2011-03-08 17:21:24

PID-Debatte: Ethikrat gespalten


RealAudioMP3 Überraschung bei der heutigen Stellungnahme des deutschen Ethikrates zur umstrittenen Frage zur Anwendung der so genannten Prä-Implantations-Diagnostik. Dabei geht es um die heikle Frage, unter welchen Umständen ein künstlich im Labor erzeugter Embryo auf genetische Defekte und damit auf potentielle Krankheiten hin untersucht werden darf. Die Hälfte der Mitglieder hat in seiner Empfehlung für den deutschen Bundesrat für eine solche Untersuchung im Falle eines hohen medizinischen Risikos gestimmt. Der stellvertretende Vorsitzende des Ethikrates, der Moraltheologe Eberhard Schockenhoff, hat im Gespräch mit Radio Vatikan nicht mit einem derart großen Anteil der Befürworter gerechnet:

"Aus meiner Sicht ist das Ergebnis überraschend, weil sich die Befürworter und die Gegner der PID sich annähernd die Waage halten. Auch die Befürworter einer engen Zulassung, die genau geregelt ist, verfügen über keine Mehrheit im Ethikrat. Das ist doch ein bemerkenswertes Ergebnis."

Kritiker dieser genetischen Untersuchung sprechen davon, dass durch eine derartige Untersuchung eine Trennung zwischen lebenswertem und lebensunwertem Leben gezogen werden könnte.
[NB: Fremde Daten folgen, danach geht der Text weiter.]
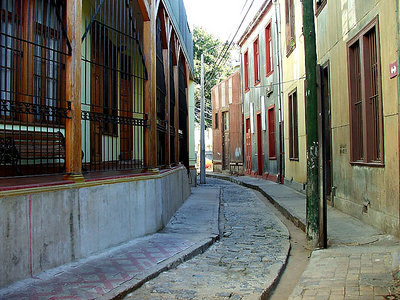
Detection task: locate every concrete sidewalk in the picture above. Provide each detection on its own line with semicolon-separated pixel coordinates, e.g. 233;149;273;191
0;187;220;299
208;174;399;300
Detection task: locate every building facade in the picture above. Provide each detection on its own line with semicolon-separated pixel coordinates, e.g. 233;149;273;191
0;0;195;287
211;71;243;174
280;0;307;190
315;0;399;235
239;1;285;182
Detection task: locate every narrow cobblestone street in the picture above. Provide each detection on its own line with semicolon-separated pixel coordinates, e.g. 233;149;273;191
126;179;289;299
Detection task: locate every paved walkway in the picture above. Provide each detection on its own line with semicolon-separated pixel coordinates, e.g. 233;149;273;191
126;179;290;300
0;176;399;300
210;174;399;300
0;187;220;299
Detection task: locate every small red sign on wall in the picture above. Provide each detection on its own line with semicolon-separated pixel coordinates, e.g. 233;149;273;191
390;61;397;79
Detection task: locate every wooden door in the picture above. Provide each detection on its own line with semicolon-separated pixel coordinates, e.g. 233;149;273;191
257;114;264;175
246;118;251;174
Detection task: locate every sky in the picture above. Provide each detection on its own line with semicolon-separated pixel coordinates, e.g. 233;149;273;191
183;0;265;42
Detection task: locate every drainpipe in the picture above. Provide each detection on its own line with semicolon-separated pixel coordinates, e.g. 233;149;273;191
274;0;285;183
302;1;322;247
394;0;400;241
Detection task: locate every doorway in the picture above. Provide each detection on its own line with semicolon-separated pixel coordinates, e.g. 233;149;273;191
257;113;264;175
222;111;230;170
246;118;251;174
321;63;333;206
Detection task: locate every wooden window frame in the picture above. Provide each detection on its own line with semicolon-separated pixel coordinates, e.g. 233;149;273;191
285;0;296;57
347;17;384;167
243;50;250;92
315;0;328;17
288;89;299;161
265;20;274;77
253;37;260;86
0;0;66;128
267;105;276;160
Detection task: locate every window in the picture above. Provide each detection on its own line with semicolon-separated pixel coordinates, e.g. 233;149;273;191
221;81;226;107
348;19;383;163
243;51;250;91
222;111;229;131
315;0;328;15
253;38;260;84
228;77;233;104
285;0;296;55
265;23;273;76
215;85;219;110
289;91;299;160
0;0;66;123
268;106;276;159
Eine Begrenzung auf bestimmte Krankheitsfälle könne gar nicht eingehalten werden. Wie stehen Sie zu dieser Kritik?

"Wenn es nur darum ginge, dass man Tot- und Fehlgeburten schon frühzeitig erkennt, dann wäre das eine andere Sache. Denn dann würde ein Embryo ja nicht ausgesondert, weil er nicht leben soll, sondern weil er nicht leben kann, weil er nicht lebensfähig ist. Bei allen anderen Indikationen - wenn es also um schwere genetische Schädigungen geht, die nicht unmittelbar die Lebensfähigkeit betreffen, da wäre es tatsächlich so, dass eine Aussonderung nach dem Kriterium von lebenswert oder lebensunwert vorgenommen wird. Die Entscheidung darüber steht eigentlich in unserer Rechtsordnung niemandem zu, auch nicht Ärzten und auch nicht Eltern."

Herr Schockenhoff, als stellvertretender Vorsitzender des deutschen Ethikrates, was erwarten Sie sich jetzt von der Politik?

"Die Stellungnahme ist sowohl in der Begründung der Befürworter einer engen Zulassung als auch derer, die ein Verbot fordern, sehr differenziert. Deshalb wird diese Stellungnahme auf die Diskussion in Deutschland, auf die öffentliche Debatte einen positiven Einfluss haben. Die Politik wird das genau studieren. Natürlich werden die Abgeordneten vor allem nach Argumenten suchen, die ihre eigene Position stützen. Dann wird man sehen, zu welchen Ergebnissen die parlamentarischen Beratungen führen. Aber das ist nach dieser Stellungnahme auch wieder ein Stück weit offener geworden als das vielleicht zunächst schon schien."

Hintergrund
In Deutschland gilt die Präimplantationsdiagnostik als strafbar, weil sie nicht im Embryonenschutzgesetz angeführt wird. Allerdings hat der Bundesgerichtshof eine Auswahl künstlich befruchteter Eizellen bei Paaren mit einer Veranlagung zu schweren Erbschäden erlaubt. Um diese rechtliche Unklarheit zu beseitigen, will sich der Bundestag kommende Woche mit dem Thema befassen. Dazu liegen bereits drei Gesetzesentwürfe vor, im Juni soll es dann eine Entscheidung geben.